ONE of Great Harwood's most famous sons is to feature in an exhibition about pupils of a Blackburn school.

Sir Ernest Marsden, the scientist who unlocked the secret of the atom, is one of several former students of Queen Elizabeth's Grammar School whose achievements will be celebrated in an exhibition opening tomorrow.

Born in Hermitage Street in 1889, he attended the Westpark Road school from 1901 to 1906 and went on to make his groundbreaking discoveries as an undergraduate student at Manchester University in 1909.

His discovery that only a tiny part of the atom, rather than the whole, is made up of a charge, led to the birth of nuclear physics.

His painstaking work, mostly carried out in the dark, enabled new mathematical calculations and led to many of the medical advances of the last century, including MRI scanners, which centre around the atoms in a patient's body.

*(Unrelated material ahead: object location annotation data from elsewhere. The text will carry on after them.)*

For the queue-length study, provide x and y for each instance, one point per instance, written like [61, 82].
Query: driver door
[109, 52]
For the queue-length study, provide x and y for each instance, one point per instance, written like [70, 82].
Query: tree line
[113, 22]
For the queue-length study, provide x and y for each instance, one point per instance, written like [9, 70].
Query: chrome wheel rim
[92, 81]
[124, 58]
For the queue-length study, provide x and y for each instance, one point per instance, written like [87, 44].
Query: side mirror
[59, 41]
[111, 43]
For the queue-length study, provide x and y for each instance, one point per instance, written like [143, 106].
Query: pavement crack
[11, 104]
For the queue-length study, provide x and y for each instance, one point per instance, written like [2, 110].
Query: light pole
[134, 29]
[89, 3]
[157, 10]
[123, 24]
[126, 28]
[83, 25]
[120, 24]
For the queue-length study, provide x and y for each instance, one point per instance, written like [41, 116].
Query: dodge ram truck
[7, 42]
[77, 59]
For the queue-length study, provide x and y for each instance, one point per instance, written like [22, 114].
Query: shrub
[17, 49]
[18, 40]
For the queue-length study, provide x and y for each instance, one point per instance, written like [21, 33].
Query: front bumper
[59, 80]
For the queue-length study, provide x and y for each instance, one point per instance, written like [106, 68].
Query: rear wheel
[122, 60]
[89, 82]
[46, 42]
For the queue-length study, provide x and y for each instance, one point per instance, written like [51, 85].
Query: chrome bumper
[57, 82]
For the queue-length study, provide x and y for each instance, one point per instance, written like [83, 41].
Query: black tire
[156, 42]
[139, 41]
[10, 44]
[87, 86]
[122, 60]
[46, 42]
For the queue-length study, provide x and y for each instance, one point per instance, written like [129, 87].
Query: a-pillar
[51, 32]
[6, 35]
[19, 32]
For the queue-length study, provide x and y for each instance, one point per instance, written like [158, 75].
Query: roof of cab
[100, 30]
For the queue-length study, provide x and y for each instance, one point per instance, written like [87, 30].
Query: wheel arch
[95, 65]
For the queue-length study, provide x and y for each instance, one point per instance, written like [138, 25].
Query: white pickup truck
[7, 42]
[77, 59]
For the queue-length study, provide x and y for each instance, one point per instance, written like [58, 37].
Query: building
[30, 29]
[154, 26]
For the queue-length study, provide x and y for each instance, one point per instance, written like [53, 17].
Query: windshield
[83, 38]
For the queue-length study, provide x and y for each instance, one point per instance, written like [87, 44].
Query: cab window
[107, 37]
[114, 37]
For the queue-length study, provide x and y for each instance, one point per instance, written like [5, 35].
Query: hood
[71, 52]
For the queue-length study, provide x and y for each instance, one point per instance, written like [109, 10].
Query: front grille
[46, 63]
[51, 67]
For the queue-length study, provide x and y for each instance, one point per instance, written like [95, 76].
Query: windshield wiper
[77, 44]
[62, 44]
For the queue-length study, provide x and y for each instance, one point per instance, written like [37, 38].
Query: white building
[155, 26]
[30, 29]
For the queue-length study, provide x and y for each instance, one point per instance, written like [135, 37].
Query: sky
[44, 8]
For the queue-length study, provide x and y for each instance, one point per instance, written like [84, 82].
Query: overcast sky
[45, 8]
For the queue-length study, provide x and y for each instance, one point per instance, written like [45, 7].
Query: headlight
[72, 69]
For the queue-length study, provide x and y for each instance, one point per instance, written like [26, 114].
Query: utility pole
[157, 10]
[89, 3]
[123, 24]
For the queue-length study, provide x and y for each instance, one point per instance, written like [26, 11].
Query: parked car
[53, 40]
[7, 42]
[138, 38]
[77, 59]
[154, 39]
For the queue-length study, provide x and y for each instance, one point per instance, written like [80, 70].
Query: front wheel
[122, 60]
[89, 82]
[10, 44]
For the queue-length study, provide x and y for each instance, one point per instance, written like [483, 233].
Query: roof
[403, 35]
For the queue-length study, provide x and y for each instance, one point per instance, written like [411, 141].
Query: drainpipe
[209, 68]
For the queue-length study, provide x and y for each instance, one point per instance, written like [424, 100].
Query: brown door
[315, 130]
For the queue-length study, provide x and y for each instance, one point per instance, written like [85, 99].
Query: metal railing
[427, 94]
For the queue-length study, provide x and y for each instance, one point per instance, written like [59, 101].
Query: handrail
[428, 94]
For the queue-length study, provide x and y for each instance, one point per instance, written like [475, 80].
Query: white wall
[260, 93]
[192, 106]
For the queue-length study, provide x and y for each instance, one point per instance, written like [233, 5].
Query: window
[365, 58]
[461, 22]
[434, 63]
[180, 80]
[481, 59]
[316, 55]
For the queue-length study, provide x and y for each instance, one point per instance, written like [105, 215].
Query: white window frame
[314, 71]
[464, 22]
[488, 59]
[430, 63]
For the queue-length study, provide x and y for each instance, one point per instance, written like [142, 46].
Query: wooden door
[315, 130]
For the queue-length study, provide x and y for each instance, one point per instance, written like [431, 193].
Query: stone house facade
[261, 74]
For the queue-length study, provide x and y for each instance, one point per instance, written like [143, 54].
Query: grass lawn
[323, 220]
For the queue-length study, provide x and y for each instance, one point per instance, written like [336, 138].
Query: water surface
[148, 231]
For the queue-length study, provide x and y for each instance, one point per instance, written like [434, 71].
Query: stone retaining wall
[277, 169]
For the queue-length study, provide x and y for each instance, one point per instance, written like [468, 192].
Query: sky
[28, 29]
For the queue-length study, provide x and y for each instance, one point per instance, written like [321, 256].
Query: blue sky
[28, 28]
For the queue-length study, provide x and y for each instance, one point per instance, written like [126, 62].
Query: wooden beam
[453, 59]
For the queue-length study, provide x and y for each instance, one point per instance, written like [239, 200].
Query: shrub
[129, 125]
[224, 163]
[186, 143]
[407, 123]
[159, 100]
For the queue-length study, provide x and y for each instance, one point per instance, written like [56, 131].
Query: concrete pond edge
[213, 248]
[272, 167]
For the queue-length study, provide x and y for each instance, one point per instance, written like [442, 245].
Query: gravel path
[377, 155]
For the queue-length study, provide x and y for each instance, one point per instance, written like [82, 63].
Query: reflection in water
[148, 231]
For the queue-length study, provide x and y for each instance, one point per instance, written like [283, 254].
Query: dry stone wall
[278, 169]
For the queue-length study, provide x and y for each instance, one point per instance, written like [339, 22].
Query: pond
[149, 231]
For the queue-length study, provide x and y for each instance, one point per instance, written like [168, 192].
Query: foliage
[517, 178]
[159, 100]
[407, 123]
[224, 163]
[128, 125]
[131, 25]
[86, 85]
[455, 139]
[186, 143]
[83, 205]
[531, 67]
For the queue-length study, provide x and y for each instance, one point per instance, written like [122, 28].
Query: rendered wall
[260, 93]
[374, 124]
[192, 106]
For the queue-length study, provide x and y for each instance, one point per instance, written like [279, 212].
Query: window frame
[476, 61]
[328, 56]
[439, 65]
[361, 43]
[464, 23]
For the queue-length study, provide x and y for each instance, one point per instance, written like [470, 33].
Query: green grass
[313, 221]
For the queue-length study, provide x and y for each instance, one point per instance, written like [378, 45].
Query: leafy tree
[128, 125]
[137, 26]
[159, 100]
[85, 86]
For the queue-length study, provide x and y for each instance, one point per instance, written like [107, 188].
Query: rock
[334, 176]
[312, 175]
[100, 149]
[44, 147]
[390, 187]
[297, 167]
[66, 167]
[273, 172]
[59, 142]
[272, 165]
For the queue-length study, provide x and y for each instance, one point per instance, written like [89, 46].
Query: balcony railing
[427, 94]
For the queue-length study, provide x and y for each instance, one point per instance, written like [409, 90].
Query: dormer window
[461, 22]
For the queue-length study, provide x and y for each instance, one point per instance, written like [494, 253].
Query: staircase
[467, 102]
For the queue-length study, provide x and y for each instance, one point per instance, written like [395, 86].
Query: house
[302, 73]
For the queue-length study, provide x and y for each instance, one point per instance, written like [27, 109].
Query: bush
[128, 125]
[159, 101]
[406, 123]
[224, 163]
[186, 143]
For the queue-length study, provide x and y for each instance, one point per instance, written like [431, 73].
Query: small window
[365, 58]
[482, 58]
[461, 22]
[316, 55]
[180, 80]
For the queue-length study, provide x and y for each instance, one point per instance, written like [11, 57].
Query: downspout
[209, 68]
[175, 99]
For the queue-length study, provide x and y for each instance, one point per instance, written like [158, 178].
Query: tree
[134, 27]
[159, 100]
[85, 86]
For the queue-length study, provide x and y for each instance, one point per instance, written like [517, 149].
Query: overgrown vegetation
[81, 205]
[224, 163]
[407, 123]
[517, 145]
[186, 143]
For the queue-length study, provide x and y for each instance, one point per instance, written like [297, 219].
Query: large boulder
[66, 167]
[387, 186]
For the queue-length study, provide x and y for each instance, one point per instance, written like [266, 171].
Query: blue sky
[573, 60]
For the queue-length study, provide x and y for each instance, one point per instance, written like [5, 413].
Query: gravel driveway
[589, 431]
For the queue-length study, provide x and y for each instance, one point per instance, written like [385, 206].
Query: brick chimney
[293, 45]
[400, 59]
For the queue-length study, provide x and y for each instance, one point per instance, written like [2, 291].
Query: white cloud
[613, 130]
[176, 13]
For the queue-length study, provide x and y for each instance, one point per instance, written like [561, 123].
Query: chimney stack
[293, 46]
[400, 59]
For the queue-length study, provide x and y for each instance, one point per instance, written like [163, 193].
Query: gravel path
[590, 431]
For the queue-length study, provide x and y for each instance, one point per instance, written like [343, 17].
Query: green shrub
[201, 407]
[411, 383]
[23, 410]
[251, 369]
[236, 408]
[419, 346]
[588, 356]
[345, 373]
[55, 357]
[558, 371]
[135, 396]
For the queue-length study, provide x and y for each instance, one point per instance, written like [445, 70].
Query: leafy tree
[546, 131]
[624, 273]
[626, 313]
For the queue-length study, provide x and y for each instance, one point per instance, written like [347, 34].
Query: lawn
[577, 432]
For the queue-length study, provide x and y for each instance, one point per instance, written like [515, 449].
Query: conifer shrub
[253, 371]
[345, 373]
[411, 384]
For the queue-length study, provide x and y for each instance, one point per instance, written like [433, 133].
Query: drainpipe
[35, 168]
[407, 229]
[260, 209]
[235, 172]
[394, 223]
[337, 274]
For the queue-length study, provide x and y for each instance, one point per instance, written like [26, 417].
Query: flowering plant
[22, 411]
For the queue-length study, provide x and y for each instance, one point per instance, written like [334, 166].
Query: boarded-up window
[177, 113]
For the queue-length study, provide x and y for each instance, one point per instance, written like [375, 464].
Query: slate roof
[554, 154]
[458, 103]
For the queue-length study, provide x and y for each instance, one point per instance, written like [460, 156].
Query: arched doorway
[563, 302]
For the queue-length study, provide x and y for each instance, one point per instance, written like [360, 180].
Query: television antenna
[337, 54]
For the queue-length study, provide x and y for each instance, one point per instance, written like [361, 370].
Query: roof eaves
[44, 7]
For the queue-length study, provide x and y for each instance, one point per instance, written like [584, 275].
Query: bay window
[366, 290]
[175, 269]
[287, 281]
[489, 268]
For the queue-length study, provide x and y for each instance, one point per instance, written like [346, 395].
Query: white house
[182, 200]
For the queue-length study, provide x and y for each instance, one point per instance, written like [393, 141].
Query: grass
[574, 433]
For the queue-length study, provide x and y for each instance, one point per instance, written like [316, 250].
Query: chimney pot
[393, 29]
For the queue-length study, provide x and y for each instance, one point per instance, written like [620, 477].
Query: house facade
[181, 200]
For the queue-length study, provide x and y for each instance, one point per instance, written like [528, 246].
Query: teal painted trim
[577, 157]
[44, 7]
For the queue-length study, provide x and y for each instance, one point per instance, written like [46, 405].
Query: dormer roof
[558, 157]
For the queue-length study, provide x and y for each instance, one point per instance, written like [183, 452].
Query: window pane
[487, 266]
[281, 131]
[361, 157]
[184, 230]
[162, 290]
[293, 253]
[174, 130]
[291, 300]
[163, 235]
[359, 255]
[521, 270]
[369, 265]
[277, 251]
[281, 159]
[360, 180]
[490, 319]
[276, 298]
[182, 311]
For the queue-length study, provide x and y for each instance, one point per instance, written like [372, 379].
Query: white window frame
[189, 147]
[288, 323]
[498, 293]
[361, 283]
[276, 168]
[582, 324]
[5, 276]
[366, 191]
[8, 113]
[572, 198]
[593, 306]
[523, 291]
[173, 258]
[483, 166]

The research also enabled developments which are now in widespread household use, such as computer chips.

Sir Ernest emigrated to New Zealand in his 20s to take up a professorship and became president of the Royal Society of New Zealand. He was knighted in 1958 and died in 1970.

His Rishton origins were only recently discovered by the Institute of Physics, which arranged for a commemorative plaque to mark his birthplace.

Artefacts on display at the forthcoming exhibition will include a silver medal awarded to Sir Ernest by QEGS for the scratch sixes in 1905, donated by his son Dr Ernest Marsden, who lives in New Zealand. Other items will include equipment used in the science laboratory when Marsden was a pupil.

An array of other famous former students will be honoured at the exhibition, including Wayne Hemingway, who found fame in the 1980s as the founder of fashion company Red or Dead, television presenter Russell Harty, former world junior golf champion Nick Dougherty and film-maker Michael Winterbottom, whose recent successes include 24-Hour Party People, about Tony Wilson's Factory Records.

The exhibition will run until April 17 at Blackburn Museum and Art Gallery, Museum Street, Blackburn, and will be open from 10am to 4.45pm Tuesday to Saturday. It will coincide with a reunion weekend for former pupils on March 29 and 30.